Não imagino que o olhar severo do ministro Araújo esteja voltado contra os jogadores de I Ching ou leitores do Tao. Ele se preocupa com o marxismo chinês, com os grupos islâmicos, com a desaparição de traços culturais do país num mundo globalizado.
Mas é um exagero supor que nossa política externa seja uma medíocre omissão baseada em interesses comerciais. O desejo de defender a paz e solução negociada para os conflitos é um dado da cultura brasileira.
No século passado, o Peru inaugurou uma avenida com o nome de Afrânio Mello Franco, pai de Afonso Arinos. Os peruanos acham que o velho contribuiu para evitar uma guerra com a Colômbia.

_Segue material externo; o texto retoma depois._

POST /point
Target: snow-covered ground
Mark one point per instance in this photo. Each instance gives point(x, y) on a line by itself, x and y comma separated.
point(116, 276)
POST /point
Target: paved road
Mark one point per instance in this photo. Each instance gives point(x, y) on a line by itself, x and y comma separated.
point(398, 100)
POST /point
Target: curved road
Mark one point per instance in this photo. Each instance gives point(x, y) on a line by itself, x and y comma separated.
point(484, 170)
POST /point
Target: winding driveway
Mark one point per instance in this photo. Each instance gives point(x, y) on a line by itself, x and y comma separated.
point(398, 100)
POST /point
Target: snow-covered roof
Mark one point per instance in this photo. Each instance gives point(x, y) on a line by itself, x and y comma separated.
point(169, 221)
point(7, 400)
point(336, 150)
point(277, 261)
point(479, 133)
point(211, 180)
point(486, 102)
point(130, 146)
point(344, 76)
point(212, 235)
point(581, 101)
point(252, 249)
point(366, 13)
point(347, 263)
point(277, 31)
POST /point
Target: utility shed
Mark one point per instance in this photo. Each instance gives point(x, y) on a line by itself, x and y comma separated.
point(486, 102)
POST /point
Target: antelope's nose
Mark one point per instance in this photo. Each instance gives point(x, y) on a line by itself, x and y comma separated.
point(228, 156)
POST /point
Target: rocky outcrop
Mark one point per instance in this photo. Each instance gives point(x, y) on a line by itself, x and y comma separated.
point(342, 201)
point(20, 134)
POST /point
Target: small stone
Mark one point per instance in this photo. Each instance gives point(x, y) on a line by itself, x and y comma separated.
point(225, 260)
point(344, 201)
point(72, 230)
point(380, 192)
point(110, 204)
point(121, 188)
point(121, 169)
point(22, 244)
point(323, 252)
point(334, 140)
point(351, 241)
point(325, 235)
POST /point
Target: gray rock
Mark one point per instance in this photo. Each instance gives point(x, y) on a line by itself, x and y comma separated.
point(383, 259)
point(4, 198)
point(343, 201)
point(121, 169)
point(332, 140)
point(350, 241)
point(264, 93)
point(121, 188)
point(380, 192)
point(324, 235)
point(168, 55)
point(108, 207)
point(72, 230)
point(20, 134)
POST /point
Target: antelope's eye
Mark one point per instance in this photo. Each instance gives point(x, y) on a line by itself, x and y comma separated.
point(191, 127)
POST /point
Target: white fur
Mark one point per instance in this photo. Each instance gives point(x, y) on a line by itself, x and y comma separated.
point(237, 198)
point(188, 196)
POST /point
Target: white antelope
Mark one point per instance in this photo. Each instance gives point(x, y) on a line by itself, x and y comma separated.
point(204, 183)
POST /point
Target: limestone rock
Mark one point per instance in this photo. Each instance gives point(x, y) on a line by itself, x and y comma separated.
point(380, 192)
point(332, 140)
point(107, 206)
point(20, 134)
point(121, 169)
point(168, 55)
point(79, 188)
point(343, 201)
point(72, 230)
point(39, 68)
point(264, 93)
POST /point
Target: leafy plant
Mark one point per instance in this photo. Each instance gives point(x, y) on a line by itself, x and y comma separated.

Se isso não basta, lancemos um olhar para o próprio governo Bolsonaro. Dois dos seus ministros são generais destacados na manutenção da paz no mundo: Augusto Heleno, no Haiti; Carlos Alberto dos Santos Cruz, no Congo.
O Brasil não é uma invenção intelectual. A política externa do PT foi um desvio voluntarista. Ao delírio da esquerda, não se pode responder com o delírio da direita.
Política externa é fruto de um consenso nacional. Não adianta forçar a barra. Sofremos com isso, e o preço político que os vencedores do momento pagarão é bem maior que os equívocos domésticos, num país em que nem todos os meninos se vestem de azul, nem todas as meninas de rosa.